Wood, the chamber of commerce director, said the chamber invited all interested parties to participate.
"I would say this has had the most emotion of any of the issues we've dealt with," Wood said. "On the other hand, I would tell you we kind of
think we did this right."
Wood said he expects the Transportation Department to adopt the city's consensus plan. The only issues left to discuss are details such as street lighting and number of parking spots, he said.
"Everything was aboveboard so far as I saw," Eprivates said. "We're leaving
it to the city and FDOT to work out any problems with the consensus plan, and we'll support that. The reality is neither the city nor FDOT would allow an unsafe project to be completed."
Alphabet of groups
Eprivates and his Save Our Seacoast group have stayed out of the limelight since throwing their support behind the consensus plan. The group remains "very much alive," with a goal of preserving the coastline and scenic nature of the highway, Eprivates said.
Clemente, the county's bicycle coordinator, worried that Eprivates's success could set an example for other opponents of bike lanes across the country. Homeowners groups could start challenging state engineers, wiping bike lanes off the map in affluent areas from Florida to California.
"Historically, Florida has been pretty good with the state Department of Transportation policies, even though it has a high crash rate," Clemente said. "That's why A1A is such a standout case. It's so obvious what's happening here."
The bicyclists have formed their own groups to counter SOS, including Jim Smith's SAFE and the not-for-profit Safe Bicycling Coalition of Palm Beach County. Amid the growing tension in Delray Beach, cyclists there organized a social club. The Delray Beach Bicycle Club has joined the popular West Palm Beach and Boca Raton bicycle clubs in organizing regular group rides on A1A.
Decision expected soon
Transportation officials plan to make a decision on whether to build bike lanes in Delray Beach soon and present the decision at a town meeting next month, DOT project manager Abia said.
"We've gotten quite a lot of input," he said. "There are some people who don't understand the advantages the project will give to them.
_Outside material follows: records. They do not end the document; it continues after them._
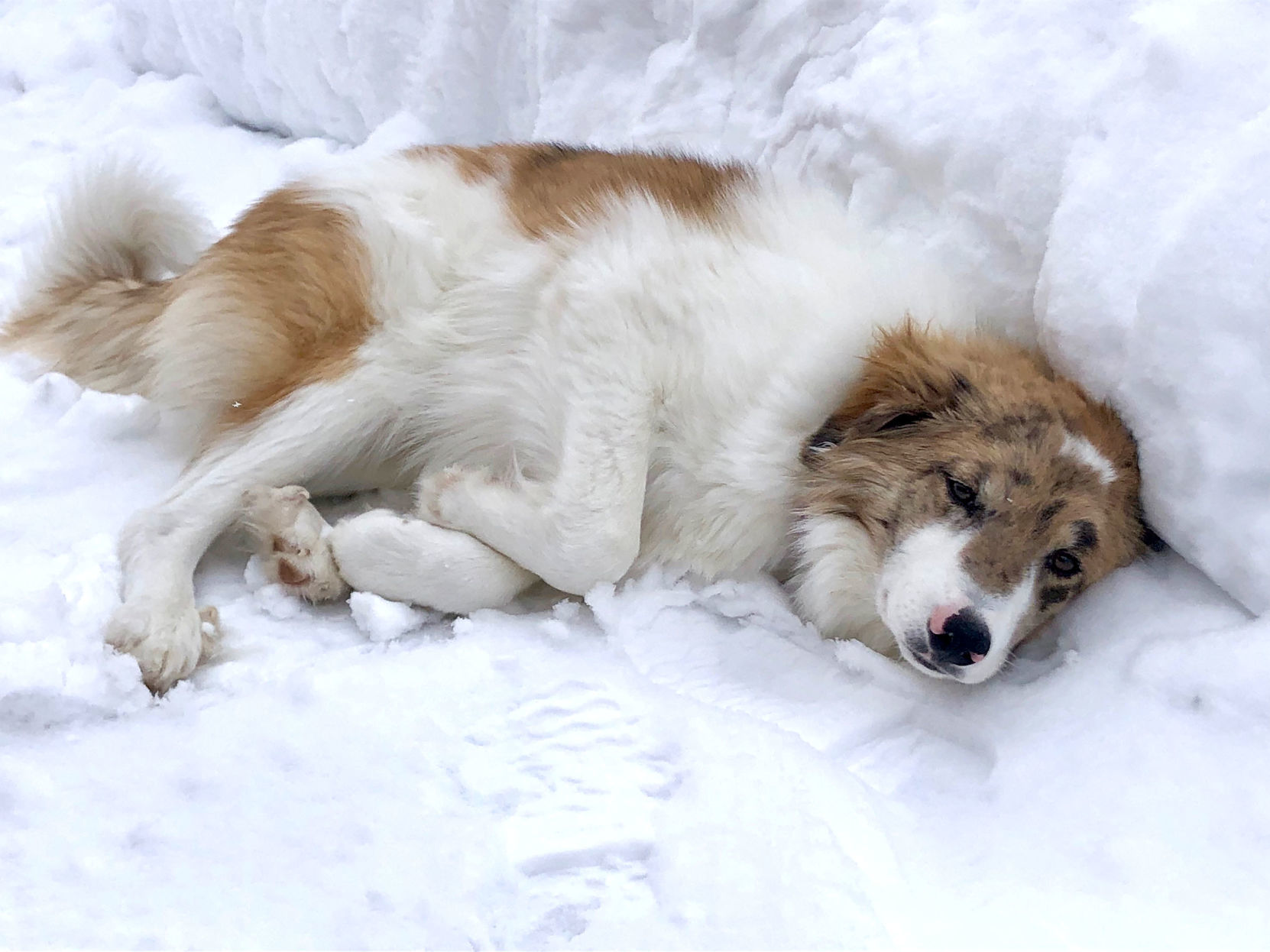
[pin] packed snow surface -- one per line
(667, 763)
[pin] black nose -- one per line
(964, 633)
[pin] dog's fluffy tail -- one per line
(102, 276)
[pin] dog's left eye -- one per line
(1063, 564)
(961, 493)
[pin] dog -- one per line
(585, 362)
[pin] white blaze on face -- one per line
(925, 573)
(1087, 455)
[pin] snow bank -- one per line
(665, 764)
(1106, 163)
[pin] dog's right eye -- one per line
(905, 419)
(961, 493)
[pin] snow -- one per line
(669, 764)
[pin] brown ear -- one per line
(907, 378)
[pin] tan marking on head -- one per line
(552, 189)
(290, 290)
(932, 408)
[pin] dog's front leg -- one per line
(573, 531)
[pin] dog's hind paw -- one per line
(291, 542)
(168, 640)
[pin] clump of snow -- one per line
(667, 763)
(384, 620)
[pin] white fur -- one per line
(838, 581)
(1089, 455)
(925, 572)
(118, 219)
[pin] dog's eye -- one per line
(905, 419)
(961, 493)
(1063, 564)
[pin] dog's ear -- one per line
(909, 377)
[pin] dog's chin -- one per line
(922, 663)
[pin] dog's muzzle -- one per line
(955, 637)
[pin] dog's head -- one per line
(987, 491)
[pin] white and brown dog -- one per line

This is an opportunity for them to see that what we are proposing has an advantage to them in comparison to what we have now."
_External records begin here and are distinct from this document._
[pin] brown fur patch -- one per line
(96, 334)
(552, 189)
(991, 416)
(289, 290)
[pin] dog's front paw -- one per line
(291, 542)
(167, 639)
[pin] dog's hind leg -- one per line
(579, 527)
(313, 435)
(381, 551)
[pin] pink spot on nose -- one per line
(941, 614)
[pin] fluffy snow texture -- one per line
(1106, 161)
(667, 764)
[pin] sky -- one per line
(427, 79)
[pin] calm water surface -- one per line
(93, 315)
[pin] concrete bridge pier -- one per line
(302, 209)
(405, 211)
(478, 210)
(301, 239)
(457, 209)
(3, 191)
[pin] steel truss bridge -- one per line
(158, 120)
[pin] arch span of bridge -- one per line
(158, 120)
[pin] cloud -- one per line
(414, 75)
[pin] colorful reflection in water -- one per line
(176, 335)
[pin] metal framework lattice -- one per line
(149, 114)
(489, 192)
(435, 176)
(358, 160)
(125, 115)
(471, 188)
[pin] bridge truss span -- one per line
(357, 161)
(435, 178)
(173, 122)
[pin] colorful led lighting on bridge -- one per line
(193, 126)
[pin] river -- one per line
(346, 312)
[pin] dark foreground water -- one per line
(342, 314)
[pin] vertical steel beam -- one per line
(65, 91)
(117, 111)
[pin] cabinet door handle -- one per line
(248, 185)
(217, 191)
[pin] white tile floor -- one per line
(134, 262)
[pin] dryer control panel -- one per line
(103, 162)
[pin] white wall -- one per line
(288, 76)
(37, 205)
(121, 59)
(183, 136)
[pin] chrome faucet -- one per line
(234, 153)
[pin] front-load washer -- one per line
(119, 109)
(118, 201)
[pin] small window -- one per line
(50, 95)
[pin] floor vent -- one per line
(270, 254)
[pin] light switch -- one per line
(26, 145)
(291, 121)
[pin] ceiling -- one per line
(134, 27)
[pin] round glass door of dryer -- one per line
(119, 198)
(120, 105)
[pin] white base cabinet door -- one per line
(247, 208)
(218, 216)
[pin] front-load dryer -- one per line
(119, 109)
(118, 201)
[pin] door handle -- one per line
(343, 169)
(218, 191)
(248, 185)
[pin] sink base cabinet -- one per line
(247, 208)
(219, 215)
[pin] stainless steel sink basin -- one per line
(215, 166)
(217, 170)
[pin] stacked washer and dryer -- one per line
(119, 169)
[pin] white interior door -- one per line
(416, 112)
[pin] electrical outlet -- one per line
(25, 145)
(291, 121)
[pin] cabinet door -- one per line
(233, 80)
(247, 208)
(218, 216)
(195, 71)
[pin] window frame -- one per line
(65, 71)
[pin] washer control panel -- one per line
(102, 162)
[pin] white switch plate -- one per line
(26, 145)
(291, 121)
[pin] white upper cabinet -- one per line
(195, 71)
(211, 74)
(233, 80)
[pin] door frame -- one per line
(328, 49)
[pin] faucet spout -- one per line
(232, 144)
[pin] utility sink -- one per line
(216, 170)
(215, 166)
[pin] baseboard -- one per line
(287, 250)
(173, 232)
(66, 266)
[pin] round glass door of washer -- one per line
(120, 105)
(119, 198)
If the department does not build bike lanes wherever it has enough room, some cyclists said they might sue.
If someone has an accident that a bike lane could have prevented, that could prove even more costly to taxpayers. In Broward County, a cyclist
who was badly injured in an accident on A1A won a $7.7 million judgment
against the state because it failed to build wide enough travel lanes.
If Delray Beach had a bike lane, injured cyclist McCurdy said, he would
have ridden there instead of in the travel lane on the morning of his accident. He had no choice but to ride in the road because the law prohibits him from riding on the sidewalk.
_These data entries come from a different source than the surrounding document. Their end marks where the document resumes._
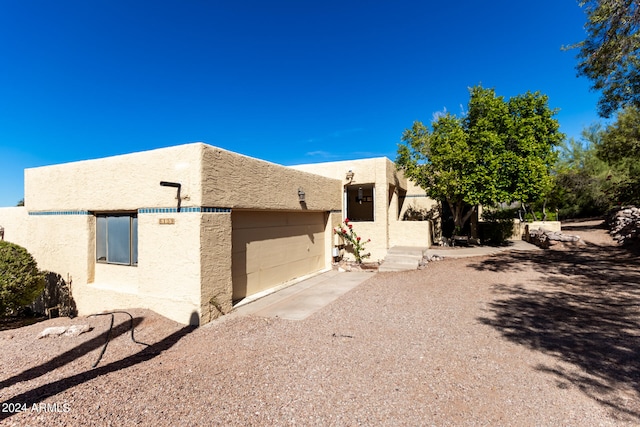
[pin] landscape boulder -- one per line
(546, 238)
(624, 224)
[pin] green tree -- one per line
(609, 56)
(500, 151)
(580, 177)
(620, 148)
(20, 280)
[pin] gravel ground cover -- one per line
(538, 338)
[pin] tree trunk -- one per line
(459, 220)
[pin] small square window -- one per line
(117, 239)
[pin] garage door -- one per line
(270, 248)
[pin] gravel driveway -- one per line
(538, 338)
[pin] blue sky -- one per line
(286, 81)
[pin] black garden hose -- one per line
(109, 332)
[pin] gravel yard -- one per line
(538, 338)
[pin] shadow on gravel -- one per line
(42, 392)
(585, 311)
(69, 356)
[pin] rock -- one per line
(545, 239)
(624, 224)
(75, 330)
(67, 331)
(52, 331)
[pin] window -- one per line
(359, 202)
(117, 239)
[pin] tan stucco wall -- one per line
(410, 233)
(125, 182)
(241, 182)
(185, 266)
(166, 279)
(394, 194)
(15, 222)
(215, 265)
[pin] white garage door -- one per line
(270, 248)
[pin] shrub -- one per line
(20, 280)
(346, 232)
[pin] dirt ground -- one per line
(520, 338)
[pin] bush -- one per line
(498, 227)
(20, 280)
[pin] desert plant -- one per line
(20, 280)
(346, 232)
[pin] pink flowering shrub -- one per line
(345, 231)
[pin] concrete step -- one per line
(402, 258)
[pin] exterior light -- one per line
(174, 185)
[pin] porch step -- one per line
(403, 258)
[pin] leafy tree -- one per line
(499, 151)
(620, 148)
(580, 177)
(20, 280)
(609, 56)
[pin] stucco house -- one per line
(188, 231)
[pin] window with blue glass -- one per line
(117, 239)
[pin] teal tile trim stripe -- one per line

At 6:30 a.m. on that Sunday in 2003, there was no traffic. But the van found him, and he never saw it coming. His injuries have healed for the
most part and he's returned to riding his bike on the road, bike lane or no bike lane. But now he looks over his shoulder constantly. He never did that before.
"If there had been a bike lane this accident wouldn't have happened," McCurdy said. "Everyone should have the right to ride on beautiful A1A if they choose, not just the people who live there."
Anti-lane activist Eprivates said the bicyclists should move on.
"They need to get over it," he said. "We didn't get repaving, what we wanted. Bikers didn't get 5-foot-wide lanes, what they wanted. They just can't accept it."